Automatic format error detection on tabular data
Project description
Forma
Forma is an open-source library, written in python, that enables automatic and domain-agnostic format error detection on tabular data. The library is a by-product of the research project BigDataStack.
Install
Run pip install forma
to install the library in your environment.
How to use
We will work with the the popular movielens dataset.
# local
# load the data
col_names = ['user_id', 'movie_id', 'rating', 'timestamp']

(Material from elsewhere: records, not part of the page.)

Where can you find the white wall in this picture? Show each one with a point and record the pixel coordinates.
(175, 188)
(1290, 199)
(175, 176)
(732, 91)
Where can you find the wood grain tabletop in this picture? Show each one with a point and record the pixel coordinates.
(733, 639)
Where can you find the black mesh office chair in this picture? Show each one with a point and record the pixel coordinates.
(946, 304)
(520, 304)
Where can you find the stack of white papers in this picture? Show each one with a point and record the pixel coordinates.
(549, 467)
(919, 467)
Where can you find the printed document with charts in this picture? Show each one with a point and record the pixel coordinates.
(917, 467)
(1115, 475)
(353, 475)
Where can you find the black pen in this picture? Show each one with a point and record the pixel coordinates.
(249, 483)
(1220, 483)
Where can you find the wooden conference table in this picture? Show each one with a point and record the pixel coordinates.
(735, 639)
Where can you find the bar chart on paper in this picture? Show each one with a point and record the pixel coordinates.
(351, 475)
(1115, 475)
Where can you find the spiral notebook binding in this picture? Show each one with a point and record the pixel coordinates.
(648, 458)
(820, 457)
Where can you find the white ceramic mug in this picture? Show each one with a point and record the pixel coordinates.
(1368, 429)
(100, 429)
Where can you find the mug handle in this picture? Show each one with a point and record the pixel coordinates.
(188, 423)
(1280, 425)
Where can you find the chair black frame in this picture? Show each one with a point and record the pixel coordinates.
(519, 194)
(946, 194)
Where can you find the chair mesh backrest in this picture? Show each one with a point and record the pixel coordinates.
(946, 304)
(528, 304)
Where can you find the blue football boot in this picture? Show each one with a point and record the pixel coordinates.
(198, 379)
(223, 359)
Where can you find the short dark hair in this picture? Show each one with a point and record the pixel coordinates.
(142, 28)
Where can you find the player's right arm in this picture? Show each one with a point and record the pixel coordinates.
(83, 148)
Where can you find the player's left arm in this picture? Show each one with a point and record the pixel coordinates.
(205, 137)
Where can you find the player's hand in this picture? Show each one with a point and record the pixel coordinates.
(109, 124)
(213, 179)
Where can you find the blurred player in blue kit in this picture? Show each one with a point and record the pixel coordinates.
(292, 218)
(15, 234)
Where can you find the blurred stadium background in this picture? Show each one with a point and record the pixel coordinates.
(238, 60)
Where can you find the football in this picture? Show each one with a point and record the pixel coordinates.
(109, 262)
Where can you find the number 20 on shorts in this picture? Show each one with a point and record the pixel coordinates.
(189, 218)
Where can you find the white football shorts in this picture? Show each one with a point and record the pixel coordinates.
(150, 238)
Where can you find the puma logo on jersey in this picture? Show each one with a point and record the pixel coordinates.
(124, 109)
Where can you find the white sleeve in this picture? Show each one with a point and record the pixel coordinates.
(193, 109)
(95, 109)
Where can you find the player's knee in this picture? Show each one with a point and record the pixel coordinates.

ratings_df = pd.read_csv('../data/ratings.dat', delimiter='::', names=col_names, engine='python')
# local
ratings_df.head()
user_id | movie_id | rating | timestamp | |
---|---|---|---|---|
0 | 1 | 1193 | 5 | 978300760 |
1 | 1 | 661 | 3 | 978302109 |
2 | 1 | 914 | 3 | 978301968 |
3 | 1 | 3408 | 4 | 978300275 |
4 | 1 | 2355 | 5 | 978824291 |
Let us introduce some random mistakes.
# local
dirty_df = ratings_df.astype('str').copy()
dirty_df.iloc[3]['timestamp'] = '9783000275'
dirty_df.iloc[2]['movie_id'] = '914.'
dirty_df.iloc[4]['rating'] = '10'
Initialize the detector, fit and detect. The returned result is a pandas DataFrame with an extra column p
, which records the probability of a format error being present in the row. We see that the probability for the tuples where we introduced random artificial mistakes is increased.
# local
# initialize detector
detector = FormatDetector()
# fit detector
detector.fit(dirty_df, generator= PatternGenerator(), n=3)
# detect error probability
assessed_df = detector.detect(reduction=np.mean)
# visualize results
assessed_df.head()
100%|██████████| 4/4 [02:58<00:00, 44.58s/it]
100%|██████████| 1000209/1000209 [07:28<00:00, 2230.59it/s]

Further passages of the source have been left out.